I spent the rest of the night propping up the illusion of me being the reincarnated James Dean. If someone would’ve handed me a cigarette, I would’ve hit it. Maybe even twice! My illusion did not last long. In fact, it seemed like she was more interested in the authentic me anyway. As the night unfolded, however, we realized that with her eventual move to start her career in D.C., and my transcendentalist ideals, our future together was statistically improbable. Game on.
He actually came to the coffee shop. The night we met, I mentioned I worked there, but didn’t think he’d actually come. But he came. And the switch flipped. Instantly I went from a chill barista with big city ambitions to a blushing, flustered girl smitten that a man would come to a coffee shop, for her. It was busy and I had a limited time to leave an impression. It had to be smooth, it had to leave him wanting more. I shot him a thumbs up.
All I got was a lousy thumbs up. A thumbs up is exclusively for when you are taking a picture with your buddy and your arm is around each other’s neck, and you have no idea what to do with the other hand. The thumbs up is excluded from romantic situations. As I would later find out, I read a bit too far into the thumbs up. In fact, the visit to the coffee shop set off a cascade of dates over the next month that would solidify our relationship before I went hiking on trail.
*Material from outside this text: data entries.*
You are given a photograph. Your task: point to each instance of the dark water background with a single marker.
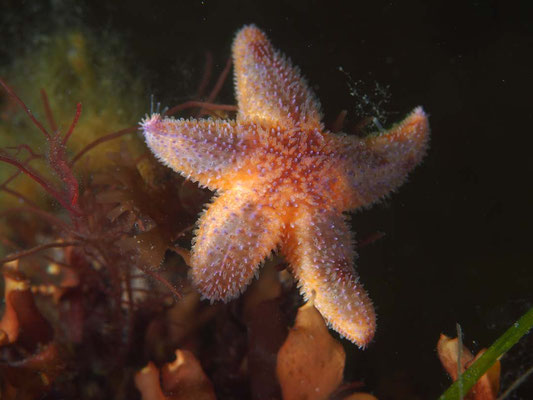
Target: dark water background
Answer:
(457, 245)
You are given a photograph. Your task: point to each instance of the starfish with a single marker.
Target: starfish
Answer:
(283, 182)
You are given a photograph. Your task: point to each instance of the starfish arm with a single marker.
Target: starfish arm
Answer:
(236, 233)
(378, 164)
(207, 150)
(320, 251)
(268, 86)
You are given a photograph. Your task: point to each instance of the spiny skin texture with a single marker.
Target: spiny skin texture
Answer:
(284, 182)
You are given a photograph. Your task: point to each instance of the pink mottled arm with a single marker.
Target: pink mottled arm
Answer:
(321, 255)
(268, 86)
(208, 151)
(378, 164)
(236, 233)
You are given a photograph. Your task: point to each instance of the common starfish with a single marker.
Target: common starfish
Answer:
(283, 181)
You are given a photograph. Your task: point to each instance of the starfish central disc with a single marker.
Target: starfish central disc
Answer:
(283, 181)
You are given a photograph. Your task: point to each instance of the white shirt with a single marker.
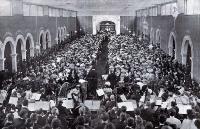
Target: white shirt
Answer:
(173, 120)
(188, 124)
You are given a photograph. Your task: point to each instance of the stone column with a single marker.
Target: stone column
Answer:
(184, 57)
(56, 39)
(46, 10)
(14, 62)
(49, 44)
(17, 7)
(44, 44)
(32, 51)
(2, 64)
(23, 54)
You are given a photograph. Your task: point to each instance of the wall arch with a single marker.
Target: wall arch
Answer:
(172, 44)
(158, 37)
(48, 38)
(62, 33)
(58, 35)
(1, 50)
(1, 57)
(9, 40)
(41, 40)
(99, 18)
(12, 44)
(29, 37)
(65, 31)
(23, 43)
(187, 41)
(152, 36)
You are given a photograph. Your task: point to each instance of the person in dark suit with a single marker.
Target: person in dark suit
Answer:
(92, 79)
(19, 123)
(112, 78)
(104, 118)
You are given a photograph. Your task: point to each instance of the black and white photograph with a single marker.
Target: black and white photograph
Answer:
(99, 64)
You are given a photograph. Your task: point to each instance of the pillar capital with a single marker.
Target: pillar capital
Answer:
(2, 61)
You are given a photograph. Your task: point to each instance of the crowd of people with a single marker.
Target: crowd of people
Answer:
(138, 71)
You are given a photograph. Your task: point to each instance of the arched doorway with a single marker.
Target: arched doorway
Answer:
(59, 35)
(158, 38)
(152, 36)
(47, 40)
(19, 49)
(8, 58)
(28, 51)
(107, 26)
(42, 41)
(97, 19)
(187, 55)
(172, 45)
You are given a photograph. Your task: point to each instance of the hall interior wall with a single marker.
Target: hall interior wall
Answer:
(185, 25)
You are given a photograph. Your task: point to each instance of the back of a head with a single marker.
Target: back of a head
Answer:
(172, 112)
(109, 126)
(123, 108)
(130, 121)
(80, 120)
(149, 125)
(162, 119)
(104, 116)
(112, 114)
(137, 111)
(197, 123)
(25, 102)
(122, 117)
(55, 123)
(191, 114)
(34, 117)
(166, 127)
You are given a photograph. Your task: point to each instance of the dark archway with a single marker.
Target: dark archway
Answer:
(107, 26)
(19, 55)
(41, 41)
(47, 40)
(28, 55)
(8, 58)
(189, 58)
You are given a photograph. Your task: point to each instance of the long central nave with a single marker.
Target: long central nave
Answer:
(70, 64)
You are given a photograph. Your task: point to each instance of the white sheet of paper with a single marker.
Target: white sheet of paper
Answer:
(82, 81)
(3, 95)
(140, 84)
(45, 105)
(13, 100)
(105, 77)
(158, 102)
(93, 105)
(100, 92)
(36, 96)
(123, 98)
(128, 105)
(183, 108)
(68, 104)
(142, 99)
(164, 105)
(161, 93)
(178, 100)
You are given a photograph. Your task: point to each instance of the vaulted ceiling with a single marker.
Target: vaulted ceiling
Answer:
(100, 6)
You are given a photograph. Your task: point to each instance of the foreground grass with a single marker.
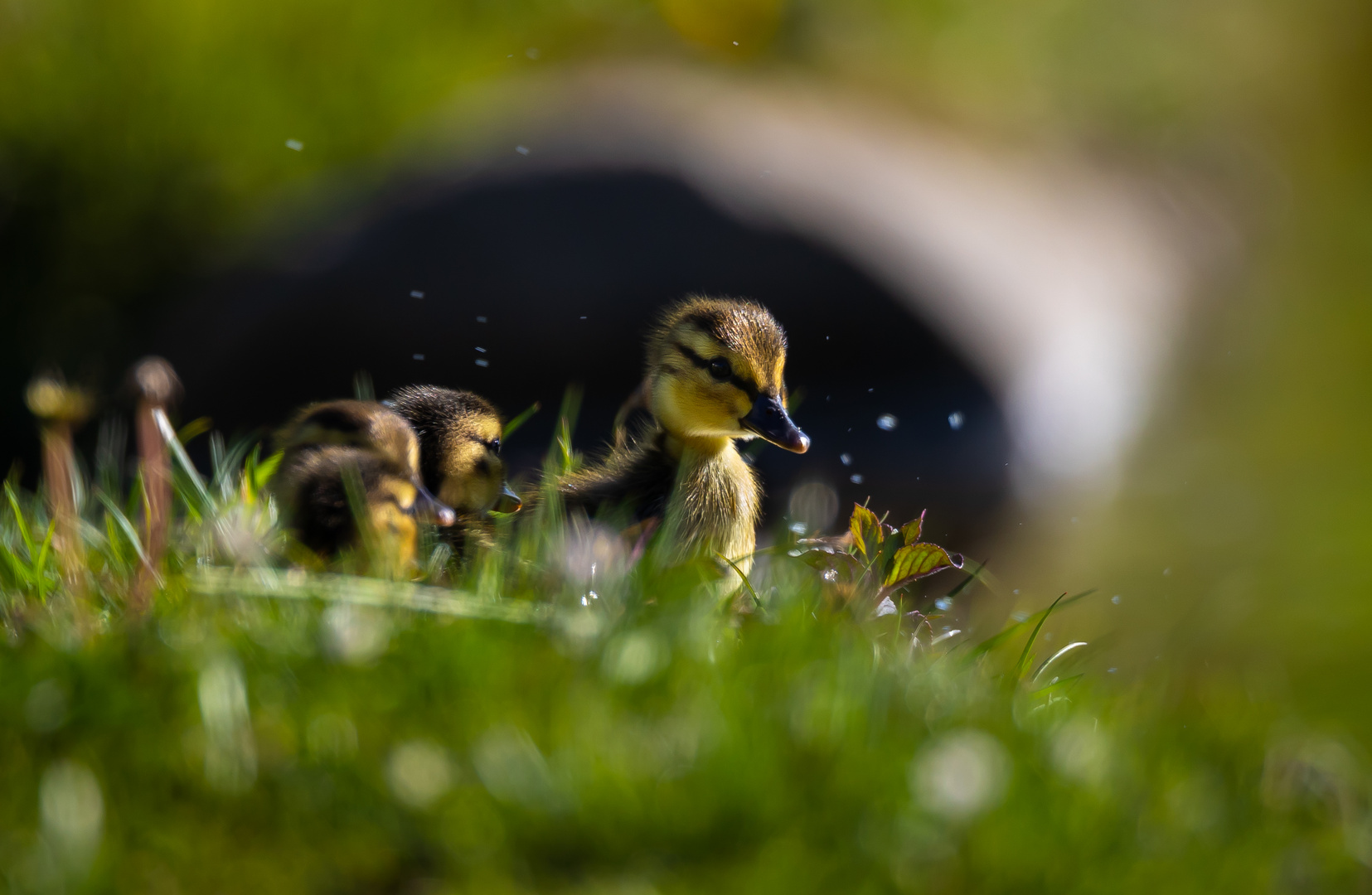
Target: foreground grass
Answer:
(527, 723)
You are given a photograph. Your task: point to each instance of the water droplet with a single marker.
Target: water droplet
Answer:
(419, 772)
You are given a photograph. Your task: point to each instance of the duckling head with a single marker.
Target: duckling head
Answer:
(715, 372)
(383, 435)
(460, 448)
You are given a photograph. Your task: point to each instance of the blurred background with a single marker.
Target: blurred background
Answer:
(1087, 280)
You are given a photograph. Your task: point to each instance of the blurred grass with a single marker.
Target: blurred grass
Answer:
(140, 142)
(521, 724)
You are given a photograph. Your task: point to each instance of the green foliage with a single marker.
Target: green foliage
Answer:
(523, 721)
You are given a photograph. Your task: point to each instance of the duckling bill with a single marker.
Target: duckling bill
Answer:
(328, 444)
(715, 375)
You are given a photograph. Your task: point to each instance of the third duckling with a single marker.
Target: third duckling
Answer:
(324, 446)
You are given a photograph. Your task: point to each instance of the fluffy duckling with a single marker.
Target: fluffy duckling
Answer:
(324, 446)
(460, 452)
(715, 375)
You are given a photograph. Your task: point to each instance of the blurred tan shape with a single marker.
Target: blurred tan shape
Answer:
(157, 385)
(59, 409)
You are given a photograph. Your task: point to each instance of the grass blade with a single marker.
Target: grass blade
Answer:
(182, 458)
(125, 525)
(1034, 635)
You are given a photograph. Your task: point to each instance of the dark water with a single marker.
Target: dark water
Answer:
(568, 272)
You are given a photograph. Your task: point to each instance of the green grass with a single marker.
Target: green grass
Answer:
(492, 727)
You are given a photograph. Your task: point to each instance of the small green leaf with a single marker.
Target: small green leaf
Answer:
(19, 521)
(919, 561)
(194, 429)
(866, 530)
(914, 530)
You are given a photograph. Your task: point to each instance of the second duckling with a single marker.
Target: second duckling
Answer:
(330, 443)
(460, 452)
(715, 375)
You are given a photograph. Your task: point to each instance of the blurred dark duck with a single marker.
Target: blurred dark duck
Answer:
(324, 446)
(460, 452)
(715, 375)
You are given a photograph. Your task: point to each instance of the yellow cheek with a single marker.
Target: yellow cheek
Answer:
(402, 492)
(695, 408)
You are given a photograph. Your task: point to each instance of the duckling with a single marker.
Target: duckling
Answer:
(324, 446)
(715, 375)
(460, 454)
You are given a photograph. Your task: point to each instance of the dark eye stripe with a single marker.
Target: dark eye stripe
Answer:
(739, 383)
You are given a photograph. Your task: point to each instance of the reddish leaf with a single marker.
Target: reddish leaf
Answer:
(917, 561)
(866, 530)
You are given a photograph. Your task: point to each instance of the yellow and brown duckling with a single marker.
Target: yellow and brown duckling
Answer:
(715, 375)
(330, 443)
(460, 452)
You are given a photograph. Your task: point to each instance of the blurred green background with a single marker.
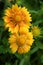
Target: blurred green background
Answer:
(35, 56)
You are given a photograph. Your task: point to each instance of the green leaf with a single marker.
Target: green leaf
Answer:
(39, 45)
(34, 50)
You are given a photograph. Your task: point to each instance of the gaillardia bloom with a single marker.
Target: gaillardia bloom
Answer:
(36, 31)
(15, 17)
(21, 43)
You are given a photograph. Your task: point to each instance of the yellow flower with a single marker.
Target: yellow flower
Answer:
(21, 43)
(36, 31)
(15, 17)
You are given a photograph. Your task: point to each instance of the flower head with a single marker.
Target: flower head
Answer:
(15, 17)
(21, 43)
(36, 31)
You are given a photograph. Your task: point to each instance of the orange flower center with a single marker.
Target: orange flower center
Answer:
(18, 18)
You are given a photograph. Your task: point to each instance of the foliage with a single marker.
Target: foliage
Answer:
(35, 56)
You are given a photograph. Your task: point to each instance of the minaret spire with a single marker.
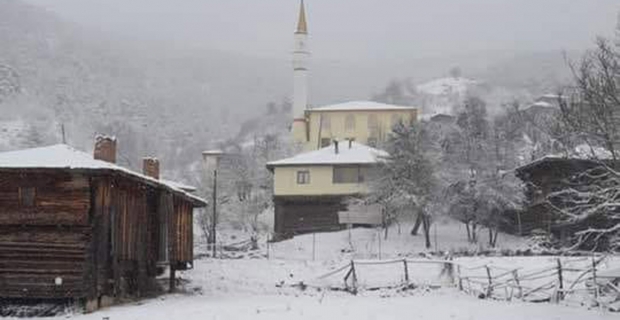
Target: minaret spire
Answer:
(301, 57)
(302, 24)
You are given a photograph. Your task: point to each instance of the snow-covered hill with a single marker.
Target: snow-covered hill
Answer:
(447, 86)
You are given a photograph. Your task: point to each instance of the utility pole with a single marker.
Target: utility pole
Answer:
(214, 224)
(62, 131)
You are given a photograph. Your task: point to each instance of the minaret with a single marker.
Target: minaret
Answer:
(301, 56)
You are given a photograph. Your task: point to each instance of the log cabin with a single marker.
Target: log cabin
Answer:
(545, 176)
(79, 227)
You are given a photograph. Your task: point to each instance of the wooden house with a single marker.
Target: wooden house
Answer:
(543, 177)
(74, 226)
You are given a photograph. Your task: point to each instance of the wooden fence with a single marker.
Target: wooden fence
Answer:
(575, 280)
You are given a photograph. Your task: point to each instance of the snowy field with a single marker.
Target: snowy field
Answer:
(257, 287)
(246, 289)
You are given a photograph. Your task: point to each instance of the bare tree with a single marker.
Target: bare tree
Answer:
(408, 172)
(589, 202)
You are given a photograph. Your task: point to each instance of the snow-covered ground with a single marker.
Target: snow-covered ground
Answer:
(264, 288)
(246, 289)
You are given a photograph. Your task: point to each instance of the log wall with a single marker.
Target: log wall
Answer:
(44, 247)
(183, 234)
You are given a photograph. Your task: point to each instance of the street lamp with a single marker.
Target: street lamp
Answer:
(211, 160)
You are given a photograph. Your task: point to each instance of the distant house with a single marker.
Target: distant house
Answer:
(543, 177)
(74, 226)
(365, 122)
(311, 189)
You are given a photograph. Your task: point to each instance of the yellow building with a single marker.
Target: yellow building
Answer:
(365, 122)
(312, 128)
(311, 189)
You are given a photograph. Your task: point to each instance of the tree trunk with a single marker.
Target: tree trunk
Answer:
(418, 223)
(427, 231)
(474, 237)
(495, 238)
(490, 237)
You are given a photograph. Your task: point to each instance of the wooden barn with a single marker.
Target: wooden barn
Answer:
(542, 177)
(74, 226)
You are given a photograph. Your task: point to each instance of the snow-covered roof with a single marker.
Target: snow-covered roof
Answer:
(447, 86)
(62, 156)
(179, 185)
(356, 154)
(580, 152)
(361, 106)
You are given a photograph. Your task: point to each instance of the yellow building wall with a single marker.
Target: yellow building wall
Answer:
(337, 129)
(321, 182)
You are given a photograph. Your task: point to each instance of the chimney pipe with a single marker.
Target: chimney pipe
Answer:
(150, 167)
(105, 149)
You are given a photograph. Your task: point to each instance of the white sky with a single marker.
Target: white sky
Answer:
(352, 29)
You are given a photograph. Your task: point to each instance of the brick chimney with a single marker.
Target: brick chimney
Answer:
(150, 167)
(105, 149)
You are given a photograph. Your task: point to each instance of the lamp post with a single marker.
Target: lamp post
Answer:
(212, 160)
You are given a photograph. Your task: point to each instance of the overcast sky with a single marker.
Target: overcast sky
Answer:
(352, 29)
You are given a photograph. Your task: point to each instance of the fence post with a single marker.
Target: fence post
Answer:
(490, 288)
(379, 236)
(458, 270)
(594, 280)
(313, 246)
(560, 296)
(515, 276)
(354, 277)
(406, 272)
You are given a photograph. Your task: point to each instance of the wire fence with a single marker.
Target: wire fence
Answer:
(576, 280)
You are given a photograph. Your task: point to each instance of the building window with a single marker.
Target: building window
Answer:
(325, 142)
(349, 123)
(348, 174)
(326, 122)
(27, 196)
(396, 119)
(373, 122)
(303, 177)
(372, 142)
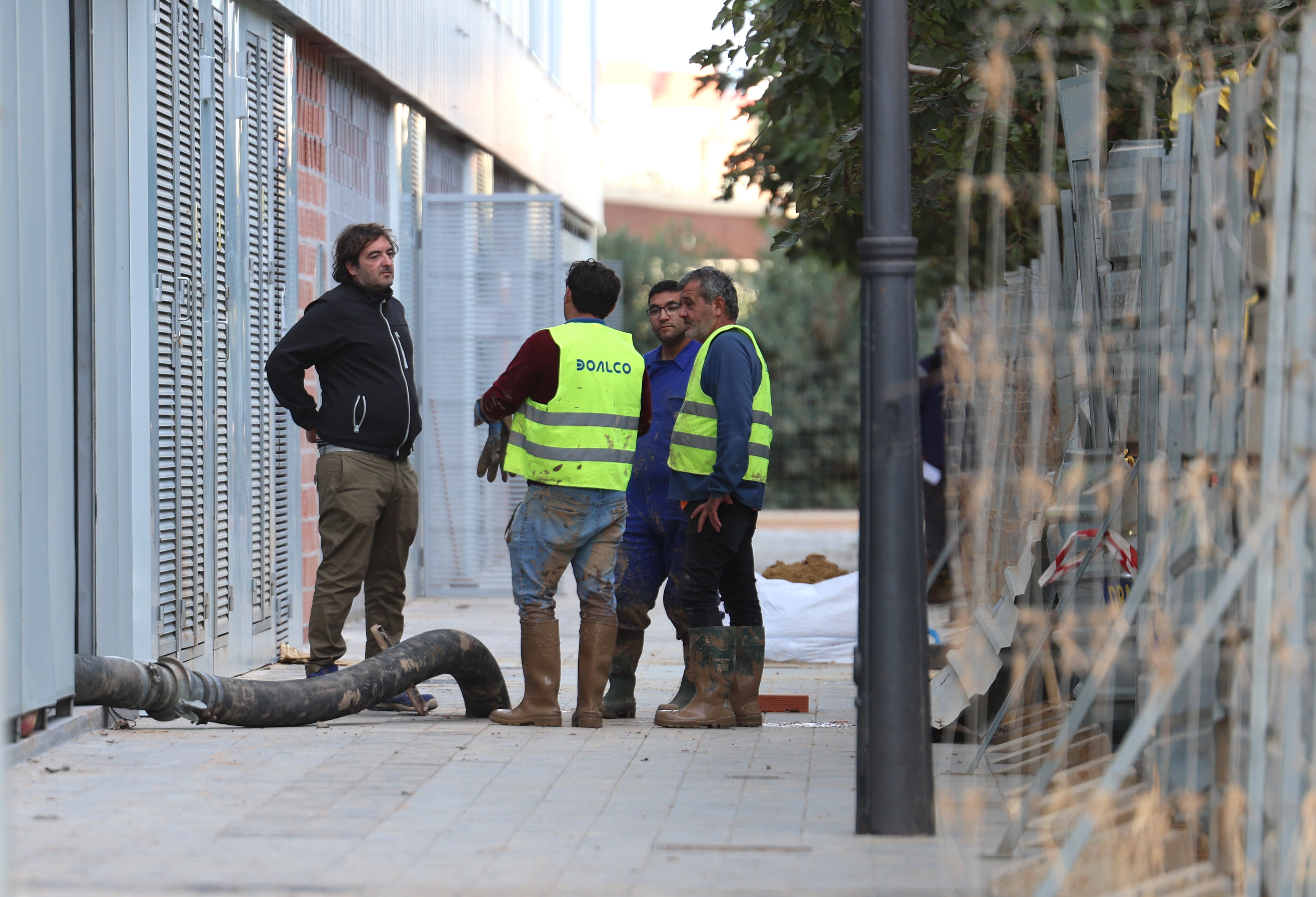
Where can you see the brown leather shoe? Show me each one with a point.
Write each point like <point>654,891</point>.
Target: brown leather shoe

Queue the movie montage of coffee dates, hikes, lounges in parks and beach trips. It all felt very carpe diem. Chris created a seemingly endless list of places to visit, people to meet, and moments to experience. To further the serendipity, the pandemic took its toll on the job market, and I no longer had to move to DC.
Little did Rosie know that behind the scenes I was frantically planning each date such that our relationship would progress at the necessary rate to remain viable for the moment I started hiking. I had the first date, the first kiss, meeting the parents, everything planned. We had one month to have a relationship that was equivalent in maturity to a three year relationship between two 30 year olds. It was stressful, yet rewarding. When the news had arrived to me about Rosie losing her job opportunity in D.C., I was actually doing a three day “reconnaissance” hike. I understood she was bitten by the pandemic like so many others, and I felt sorry. However, I did a little Irish jig in the woods alone that day. I now knew with certainty that we would eventually be here today making this website.
It seems like a common belief that everyone must eventually leave their hometown, but I discovered another side of the coin. I found a job here in Raleigh while I waited for Chris to finish the trail. I managed to hike with him for a week in the White Mountains. I picked him up in Georgia after he finished, providing him with a stick of deodorant and shampoo. It was not nearly enough. It has been over four years since we spent those four months apart, and we have been by each other’s side ever since, building a community of friends and loved one’s. As Chris once told me, “We are like Batman and Robin, Shaggy and Scooby, or Tsarina Alexandra and Rasputin!” He is my partner in crime.